Hicks’ earlier work dealt largely with preservation in the context of humans’ search for personal and cultural meaning or, as he puts it, the question of “what we find precious enough to hide away in our sock drawers.” An installation titled “The Storeroom,” exhibited in 1993 by the Dallas Museum of Art in a two-man show that also featured British artist Damien Hirst, captured the look and feel of a Depression-era root cellar. “Third Ward Archive,” installed at Houston’s Project Row Houses in 1996, gave life and form to a proud but imperiled African-American community’s photographic self-portraits.

After traveling to Guatemala in 1998 to help herpetologists from the University of Texas at Arlington collect amphibian specimens, Hicks became a breeder of tropical frogs.

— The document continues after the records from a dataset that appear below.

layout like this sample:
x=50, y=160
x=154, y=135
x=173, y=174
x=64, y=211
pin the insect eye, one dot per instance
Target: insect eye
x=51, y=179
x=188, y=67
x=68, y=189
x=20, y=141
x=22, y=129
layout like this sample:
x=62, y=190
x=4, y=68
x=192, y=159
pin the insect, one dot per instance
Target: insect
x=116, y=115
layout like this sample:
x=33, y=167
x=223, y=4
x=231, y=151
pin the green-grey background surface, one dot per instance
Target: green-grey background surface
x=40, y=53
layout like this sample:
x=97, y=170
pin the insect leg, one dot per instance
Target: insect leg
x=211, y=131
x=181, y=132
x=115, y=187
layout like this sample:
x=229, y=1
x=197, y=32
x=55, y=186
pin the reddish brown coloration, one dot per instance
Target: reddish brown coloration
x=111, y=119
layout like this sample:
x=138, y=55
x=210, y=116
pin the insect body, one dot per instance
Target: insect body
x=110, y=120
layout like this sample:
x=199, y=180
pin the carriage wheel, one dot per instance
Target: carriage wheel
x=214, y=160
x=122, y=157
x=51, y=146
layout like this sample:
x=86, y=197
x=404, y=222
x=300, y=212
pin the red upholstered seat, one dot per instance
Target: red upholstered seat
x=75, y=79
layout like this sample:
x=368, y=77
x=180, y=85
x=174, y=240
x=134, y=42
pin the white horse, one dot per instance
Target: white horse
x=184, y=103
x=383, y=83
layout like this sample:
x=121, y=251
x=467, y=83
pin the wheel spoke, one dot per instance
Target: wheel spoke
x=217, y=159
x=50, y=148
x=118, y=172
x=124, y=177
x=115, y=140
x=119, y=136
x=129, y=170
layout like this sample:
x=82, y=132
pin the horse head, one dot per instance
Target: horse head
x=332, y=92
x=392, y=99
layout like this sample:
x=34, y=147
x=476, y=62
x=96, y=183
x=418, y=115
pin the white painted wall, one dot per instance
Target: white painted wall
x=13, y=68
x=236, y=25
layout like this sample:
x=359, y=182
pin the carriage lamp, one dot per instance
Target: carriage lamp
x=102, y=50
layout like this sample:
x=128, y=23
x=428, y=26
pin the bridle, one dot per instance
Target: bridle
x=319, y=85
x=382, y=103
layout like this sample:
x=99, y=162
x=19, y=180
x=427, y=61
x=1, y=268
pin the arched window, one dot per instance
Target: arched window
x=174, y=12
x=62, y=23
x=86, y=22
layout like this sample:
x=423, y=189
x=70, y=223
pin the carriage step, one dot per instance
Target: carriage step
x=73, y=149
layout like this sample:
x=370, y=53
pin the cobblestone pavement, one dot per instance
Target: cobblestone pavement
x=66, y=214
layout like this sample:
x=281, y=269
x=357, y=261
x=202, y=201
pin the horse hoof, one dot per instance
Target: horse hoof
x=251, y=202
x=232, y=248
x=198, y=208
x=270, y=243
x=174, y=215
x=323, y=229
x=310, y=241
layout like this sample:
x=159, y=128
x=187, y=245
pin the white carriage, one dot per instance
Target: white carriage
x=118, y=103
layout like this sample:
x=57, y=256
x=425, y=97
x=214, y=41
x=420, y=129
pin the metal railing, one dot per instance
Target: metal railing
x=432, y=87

His collection of approximately 300 frogs includes species presumed extinct in the wild. He is a member of a network of serious amateur breeders who work in cooperation with zoos and other institutions to document, preserve and study the scores of frog species that are in danger of disappearing, in part because of global climate change.

 

 

 

 

 

 

 

 

 

 

 


Tracy Hicks

"Global Warning: still/LIFE"
"2008"
Installation

 
Artist Statement

“No matter who we are, we are measured by what we do. As an artist, my chosen role is to reflect our culture and socialization in visual terms that can lead to some series of small personal epiphanies. In my lifetime our culture has altered our physical world in ways that are difficult to define in conventional terms. While theologians, scientists and politicians argue about the nature of nature, I have watched it decline. I have seen the amphibian decline first hand. It is a warning to me. The “Global Warning: still/LIFE” installation project is my attempt to define the metamorphosis currently happening with intellectual and visual terms that can be seen and felt by anyone.”